Now, dozens of separate HR departments handle the hiring of state employees and making sure they get paid. Each of the 68 agencies who maintain their own HR departments do things a little differently. HR officials say the new system has provided state employees with better services, but Leighty says records still need to be kept in a more consistent fashion.
“I think you can decentralize policy while centralizing practice,” Leighty said. “There are a number of things we can do in the HR arena that can be done more consistently.”
Giving state agencies more autonomy in managing their personnel had been lawmakers’ goal when they decentralized HR services back in the 1970’s. They felt agencies would operate in a more accountable and speedy manner if they were making decisions themselves, said Rueyenne White, director of Agency Human Resource Services at the DHRM.
Up until that time, the DHRM controlled all hiring decisions. An agency could hire an employee and put them to work, only to be halted after HR finally processed the paperwork and found the new employee to be unsuitable for the job.
“You hire the person, you congratulate them, you put them on payroll, but because we were backed up in paperwork, now I’m calling you and telling you to let them go,” White said.
Central HR decided who got hired, how they’d be paid and when they’d be paid, White said.
“Virtually every decision about your job classification was ultimately determined by us, period,” White said.
To decentralize or not to decentralize became a hot-button issue around the time Virginia decided to move towards that model in 1978, White says. At the time, the state’s decision to hand over more control to individual agencies was viewed as radical. But as more and more states have followed suit, centralized HR systems like those in Tennessee or New York are the odd men out, she said.
“Tennessee and some of the other states teased us for years,” White said. “They said, ‘it’s crazy, letting people make their own decisions.’”
The downside was that agencies could lose out on the economies of scale available through one large, comprehensive HR department working for the whole state. While the DHRM still administers health plans, decentralization gave it a new focus on promulgating policy, Rue said.
But fewer Virginia employees work in HR now than 20 years ago, according to DHRM records.
In 1991, 676 state employees worked in HR jobs. That number stood at 650 in June of this year, making the ratio of employees to HR staff roughly 150 to 1.
Technology advances are partly responsible for fewer HR workers, Rue said. During the last decade, the state made strides toward paperless systems. Now, HR agencies need another surge of updates to get rid of old-fashioned systems that remain—like recording hours worked and paid leave on paper.

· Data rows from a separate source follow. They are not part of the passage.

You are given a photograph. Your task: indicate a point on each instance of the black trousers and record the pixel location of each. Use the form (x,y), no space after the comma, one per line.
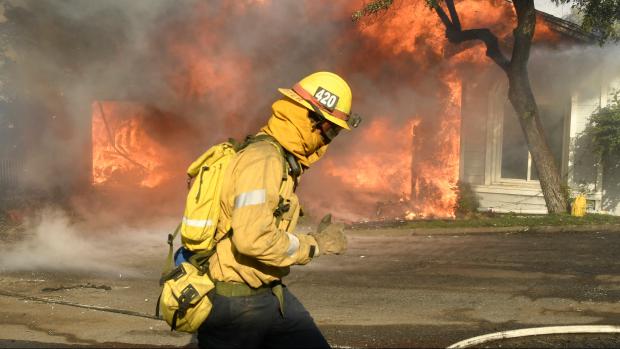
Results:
(256,322)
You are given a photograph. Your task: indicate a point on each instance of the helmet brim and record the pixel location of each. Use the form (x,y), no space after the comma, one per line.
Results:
(296,98)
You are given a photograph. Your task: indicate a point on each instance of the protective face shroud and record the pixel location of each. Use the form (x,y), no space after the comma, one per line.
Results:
(291,125)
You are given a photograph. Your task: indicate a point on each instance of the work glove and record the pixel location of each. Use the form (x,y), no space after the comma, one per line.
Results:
(330,237)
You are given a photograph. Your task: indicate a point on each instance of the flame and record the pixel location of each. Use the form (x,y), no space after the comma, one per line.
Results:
(122,149)
(403,163)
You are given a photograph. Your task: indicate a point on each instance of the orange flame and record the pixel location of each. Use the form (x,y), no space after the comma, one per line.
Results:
(404,163)
(122,150)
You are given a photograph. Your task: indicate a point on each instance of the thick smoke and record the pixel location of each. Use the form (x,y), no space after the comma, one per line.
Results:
(206,71)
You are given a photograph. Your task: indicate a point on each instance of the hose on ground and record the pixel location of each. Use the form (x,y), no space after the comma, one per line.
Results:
(535,331)
(78,305)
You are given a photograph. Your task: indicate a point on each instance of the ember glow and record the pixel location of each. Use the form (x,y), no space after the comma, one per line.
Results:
(221,65)
(123,152)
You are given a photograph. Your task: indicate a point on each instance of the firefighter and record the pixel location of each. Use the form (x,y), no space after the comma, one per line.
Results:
(251,306)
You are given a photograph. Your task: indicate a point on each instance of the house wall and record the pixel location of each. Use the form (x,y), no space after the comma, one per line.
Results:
(610,200)
(473,132)
(482,113)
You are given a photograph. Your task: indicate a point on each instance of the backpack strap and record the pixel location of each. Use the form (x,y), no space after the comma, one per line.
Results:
(169,264)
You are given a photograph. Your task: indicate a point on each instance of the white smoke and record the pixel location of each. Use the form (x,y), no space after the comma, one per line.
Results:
(52,241)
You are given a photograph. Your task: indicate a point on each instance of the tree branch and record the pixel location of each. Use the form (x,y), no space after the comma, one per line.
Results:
(456,35)
(523,33)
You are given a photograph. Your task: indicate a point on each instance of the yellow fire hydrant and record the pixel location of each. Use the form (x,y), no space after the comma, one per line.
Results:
(579,206)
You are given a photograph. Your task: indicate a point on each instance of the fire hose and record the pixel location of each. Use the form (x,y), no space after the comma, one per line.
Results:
(535,331)
(78,305)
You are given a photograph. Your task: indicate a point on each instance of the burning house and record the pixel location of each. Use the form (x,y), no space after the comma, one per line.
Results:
(571,80)
(107,102)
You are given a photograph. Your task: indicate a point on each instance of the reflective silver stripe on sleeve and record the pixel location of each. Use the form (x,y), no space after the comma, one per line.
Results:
(293,245)
(254,197)
(198,223)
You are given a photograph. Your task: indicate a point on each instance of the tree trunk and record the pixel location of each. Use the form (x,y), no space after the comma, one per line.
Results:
(524,103)
(520,91)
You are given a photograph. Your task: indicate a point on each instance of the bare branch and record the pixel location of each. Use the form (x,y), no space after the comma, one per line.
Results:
(456,35)
(456,23)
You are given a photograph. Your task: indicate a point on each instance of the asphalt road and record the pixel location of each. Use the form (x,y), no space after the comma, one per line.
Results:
(393,288)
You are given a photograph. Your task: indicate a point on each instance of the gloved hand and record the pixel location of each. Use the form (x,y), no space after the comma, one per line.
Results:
(330,237)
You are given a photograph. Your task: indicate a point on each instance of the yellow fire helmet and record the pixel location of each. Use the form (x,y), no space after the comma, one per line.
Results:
(328,94)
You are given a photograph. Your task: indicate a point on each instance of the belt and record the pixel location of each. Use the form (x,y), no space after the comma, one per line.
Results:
(238,289)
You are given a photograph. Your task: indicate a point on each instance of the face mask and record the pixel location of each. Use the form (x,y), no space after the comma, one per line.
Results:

“Everything just started going 100 miles an hour,” White said. “I feel like we’re at a point where we need that to happen again, but we have no money.”
The antiquated system also bothers Mary Ann Belcher, HR director for the Department of Rehab Services, who oversees the HR needs of 1,460 employees. But as someone who has worked in HR before and after decentralization, she applauds independence at the agency level. Sending every document to Richmond for review took an enormous amount of time and an enormous amount of delay, she says.
“We don’t have a need to have every piece of paper go downtown to be reviewed by two or three people who have thousands of papers to look at to make sure people get paid,” Belcher said.
Decentralizing Virginia’s HR services rescued agencies from the state’s “stranglehold,” White said. But she thinks there are things the state could change to tap into more economies of scale—like updating systems and standardizing more procedures—without returning to the centralized model.
“I like decentralization with good, strong internal controls and policies and training, and we haven’t done that,” White said.